Posted in Productivity

What do I mean by “reviewing your own pull requests”? Obviously, it means going through the code you’ve pushed with the tool your team would use to review. I would guess that it is obvious in one way while obscure in another. Indeed, we all skim through our code in the IDE prior to opening a PR. However, do we really see what we need to see? Do we really pay attention to everything or overly rely on our team and tools to catch potential issues? Can you improve your code review experience by reviewing your own pull requests?

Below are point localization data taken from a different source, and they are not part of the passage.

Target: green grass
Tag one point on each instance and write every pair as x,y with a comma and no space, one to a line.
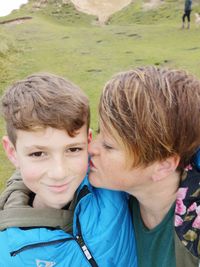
70,44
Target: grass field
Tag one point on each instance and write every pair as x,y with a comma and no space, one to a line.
71,44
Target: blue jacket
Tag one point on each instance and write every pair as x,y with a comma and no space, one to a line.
102,236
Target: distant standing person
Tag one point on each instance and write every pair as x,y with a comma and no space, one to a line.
187,11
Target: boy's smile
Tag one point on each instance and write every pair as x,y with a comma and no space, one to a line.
52,163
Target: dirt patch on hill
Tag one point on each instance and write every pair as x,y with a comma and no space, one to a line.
152,4
102,9
16,21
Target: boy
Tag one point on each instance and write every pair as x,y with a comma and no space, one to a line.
56,218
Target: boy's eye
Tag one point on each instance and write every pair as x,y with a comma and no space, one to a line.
37,154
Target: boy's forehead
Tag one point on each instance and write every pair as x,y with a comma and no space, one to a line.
43,135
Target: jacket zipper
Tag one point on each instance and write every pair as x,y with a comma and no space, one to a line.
78,238
42,244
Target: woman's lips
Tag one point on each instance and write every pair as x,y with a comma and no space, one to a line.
58,188
92,166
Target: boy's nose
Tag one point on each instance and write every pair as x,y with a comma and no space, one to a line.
57,170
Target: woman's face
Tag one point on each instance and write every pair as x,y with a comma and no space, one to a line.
109,167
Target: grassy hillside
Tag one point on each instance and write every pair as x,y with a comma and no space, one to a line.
61,40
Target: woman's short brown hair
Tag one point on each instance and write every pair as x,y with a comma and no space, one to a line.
155,112
44,100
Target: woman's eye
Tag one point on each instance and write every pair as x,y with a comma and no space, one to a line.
106,146
37,154
74,149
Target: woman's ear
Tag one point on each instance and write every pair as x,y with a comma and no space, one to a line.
10,150
166,167
89,135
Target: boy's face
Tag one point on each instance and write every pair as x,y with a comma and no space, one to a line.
52,163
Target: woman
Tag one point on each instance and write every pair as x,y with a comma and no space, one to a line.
149,131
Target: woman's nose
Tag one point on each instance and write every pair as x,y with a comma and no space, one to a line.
93,148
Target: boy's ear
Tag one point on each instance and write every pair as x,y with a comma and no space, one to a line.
10,150
89,135
166,167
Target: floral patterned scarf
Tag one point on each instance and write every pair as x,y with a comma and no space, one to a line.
187,211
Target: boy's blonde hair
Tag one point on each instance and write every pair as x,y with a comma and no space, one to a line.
44,100
154,113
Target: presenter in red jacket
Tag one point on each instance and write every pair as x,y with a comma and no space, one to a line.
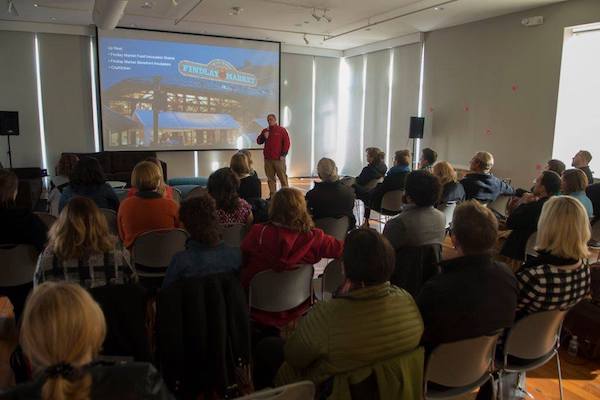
277,145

If you paid attention to my LinkedIn history, you might have noticed that I changed jobs a few months ago. Upon doing so, I joined a team where I spotted a practice I had not seen before. I could see signs that the other devs reviewed their own code before submitting it for review. By signs I mean comments within the pull request. I spotted several kind of comments and I will share three of these with you since these were valuable to me and you might find value in knowing about them.

1. The moved file

Sometimes, you can have a file moved from one package to another and the tool you use for reviewing code may show it as two entries. A deleted file on one hand and a new file on another. Adding a comment to highlight this will save valuable time for both yourself and your reviewer. While you might not need this one for tiny PRs with a couple of file updates, this becomes a lifesaver for those with dozens of files and hundreds of changes.

2. The design choice

Unless you work in on a project where all architectural decisions are already made to the line of code, you may have multiple options to solve a problem. While the big ones may get discussed upon kicking off a story/task, some will be down to you.

This tends to happen when options appear to you as you implement a solution for something that is trickier than first thought. In these situations, it may be faster to implement one or two different solutions and weigh them against one another than going to the drawing board.

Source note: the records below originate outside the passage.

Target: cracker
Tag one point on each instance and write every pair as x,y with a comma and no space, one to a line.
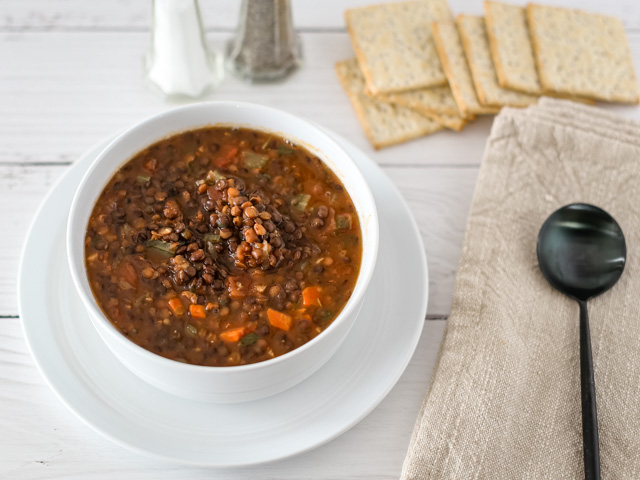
436,103
582,54
447,41
437,100
383,123
475,42
394,46
511,48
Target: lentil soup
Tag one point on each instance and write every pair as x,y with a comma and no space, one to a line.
223,246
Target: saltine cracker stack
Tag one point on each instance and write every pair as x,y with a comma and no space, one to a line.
475,42
394,47
511,48
385,124
454,62
418,70
582,54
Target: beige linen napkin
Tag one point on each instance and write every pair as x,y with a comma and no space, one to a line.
504,400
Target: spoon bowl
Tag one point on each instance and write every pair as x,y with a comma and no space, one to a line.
582,253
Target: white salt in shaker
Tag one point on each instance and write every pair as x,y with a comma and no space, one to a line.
179,62
266,46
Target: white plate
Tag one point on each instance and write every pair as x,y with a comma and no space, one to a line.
114,402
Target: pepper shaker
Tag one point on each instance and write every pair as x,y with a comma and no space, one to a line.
266,46
179,61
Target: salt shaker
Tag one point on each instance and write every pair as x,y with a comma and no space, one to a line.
266,46
179,62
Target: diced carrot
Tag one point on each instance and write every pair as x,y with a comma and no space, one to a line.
311,297
279,320
197,311
151,164
226,157
176,306
236,286
230,152
233,334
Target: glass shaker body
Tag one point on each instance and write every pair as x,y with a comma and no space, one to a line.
266,46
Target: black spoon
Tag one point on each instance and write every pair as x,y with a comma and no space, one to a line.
582,253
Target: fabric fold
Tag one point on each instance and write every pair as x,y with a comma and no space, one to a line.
504,399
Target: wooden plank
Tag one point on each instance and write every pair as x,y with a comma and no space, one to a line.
42,439
69,90
217,14
438,197
62,91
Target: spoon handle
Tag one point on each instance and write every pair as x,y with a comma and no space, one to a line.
588,391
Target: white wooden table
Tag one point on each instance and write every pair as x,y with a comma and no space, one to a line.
71,75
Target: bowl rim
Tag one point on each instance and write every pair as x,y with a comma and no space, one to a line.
78,267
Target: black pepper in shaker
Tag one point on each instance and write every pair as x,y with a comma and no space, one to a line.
266,46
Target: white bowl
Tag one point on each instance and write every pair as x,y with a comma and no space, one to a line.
238,383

You will want to reflect that in your pull request possibly by listing the options you looked into and why you chose the one you picked. This way you can save both yourself and your reviewer time they might spend asking about the options you didn’t pick. Heck, maybe they will come up with a third option between the rejects and the chosen one which will lead to better software. Everyone wins.

3. Dead code

Sometimes, you maintain a piece of software older than Tiktok. Something that someone, maybe yourself, implemented dozens of news cycles ago. But now, you realise that all the services which used that code previously aren’t anymore. Maybe your IDE let you know this is a piece of dead code. So you delete it. But your reviewer might ask why you deleted it.

Now, unless you keep refreshing your pull request tool to see the latest reviews, you will wait until you get a notification about the question. Then you will answer, and the reviewer will get an email notification that you replied. If you’re lucky, this will take an hour only from the moment the question is asked to the moment it is answered. Do you see the problem here?

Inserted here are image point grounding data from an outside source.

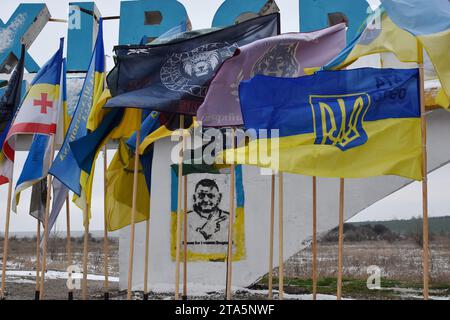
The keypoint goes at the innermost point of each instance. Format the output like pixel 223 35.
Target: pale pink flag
pixel 286 55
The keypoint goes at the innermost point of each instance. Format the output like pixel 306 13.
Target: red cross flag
pixel 38 113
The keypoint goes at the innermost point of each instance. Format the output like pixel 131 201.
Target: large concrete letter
pixel 318 14
pixel 149 18
pixel 83 28
pixel 232 11
pixel 23 27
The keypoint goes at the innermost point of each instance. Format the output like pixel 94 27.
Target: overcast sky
pixel 403 204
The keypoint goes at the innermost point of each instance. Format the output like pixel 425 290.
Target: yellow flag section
pixel 344 124
pixel 437 47
pixel 399 31
pixel 119 179
pixel 380 155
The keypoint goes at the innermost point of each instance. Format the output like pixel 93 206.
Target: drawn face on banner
pixel 208 217
pixel 207 222
pixel 207 197
pixel 279 61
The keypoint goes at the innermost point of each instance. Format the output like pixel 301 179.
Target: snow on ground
pixel 57 275
pixel 198 290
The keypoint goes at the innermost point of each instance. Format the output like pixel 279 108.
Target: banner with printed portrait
pixel 208 213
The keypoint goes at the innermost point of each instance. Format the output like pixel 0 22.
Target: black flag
pixel 174 77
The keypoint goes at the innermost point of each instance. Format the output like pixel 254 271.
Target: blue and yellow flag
pixel 65 167
pixel 349 124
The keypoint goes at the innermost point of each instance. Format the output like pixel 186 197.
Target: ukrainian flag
pixel 349 124
pixel 398 26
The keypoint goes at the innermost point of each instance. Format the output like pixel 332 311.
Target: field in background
pixel 397 252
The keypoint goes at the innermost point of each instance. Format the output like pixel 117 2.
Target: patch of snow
pixel 51 274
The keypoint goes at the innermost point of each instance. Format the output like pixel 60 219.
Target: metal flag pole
pixel 147 253
pixel 271 235
pixel 280 238
pixel 133 216
pixel 47 211
pixel 314 241
pixel 6 239
pixel 105 225
pixel 179 210
pixel 231 221
pixel 68 242
pixel 84 291
pixel 341 238
pixel 426 253
pixel 185 250
pixel 38 260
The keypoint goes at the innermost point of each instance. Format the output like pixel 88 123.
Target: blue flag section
pixel 174 77
pixel 150 125
pixel 65 167
pixel 350 124
pixel 10 100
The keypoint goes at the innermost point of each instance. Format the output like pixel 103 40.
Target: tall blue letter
pixel 23 27
pixel 232 11
pixel 83 27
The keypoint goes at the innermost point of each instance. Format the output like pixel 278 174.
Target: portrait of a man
pixel 208 217
pixel 207 222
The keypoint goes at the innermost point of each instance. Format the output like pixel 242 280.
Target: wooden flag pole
pixel 133 215
pixel 84 289
pixel 185 251
pixel 105 225
pixel 314 243
pixel 6 240
pixel 38 259
pixel 426 253
pixel 231 222
pixel 280 238
pixel 179 210
pixel 47 212
pixel 147 251
pixel 69 242
pixel 341 238
pixel 271 235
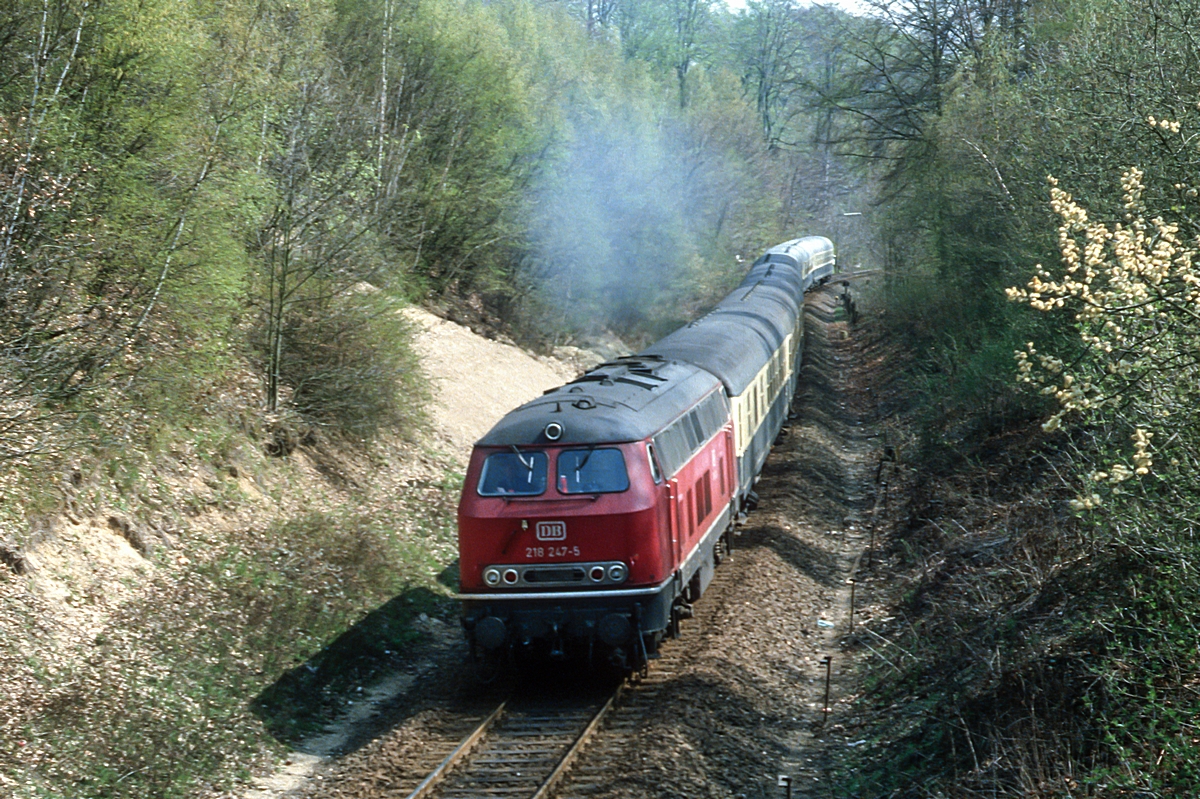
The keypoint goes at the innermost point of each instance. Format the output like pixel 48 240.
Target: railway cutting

The solution is to just say it outright in your pull request. You’re deleting that class or method because there are no more dependencies on it. Simple as that. And the bonus is that your code gets reviewed faster by a happier person.

Closing thoughts

Reviewing your own pull requests is not something I ever thought of before and it’s definitely an improvement in my experience of code reviews. Both as a reviewer and a reviewee, I found that this massively speeds up productivity.

This is all new to me and I am still discovering and improving upon this newfound tool. Still, I am looking forward to finding out how much better it can help me become. I hope you found this useful and will start reviewing your own pull requests today.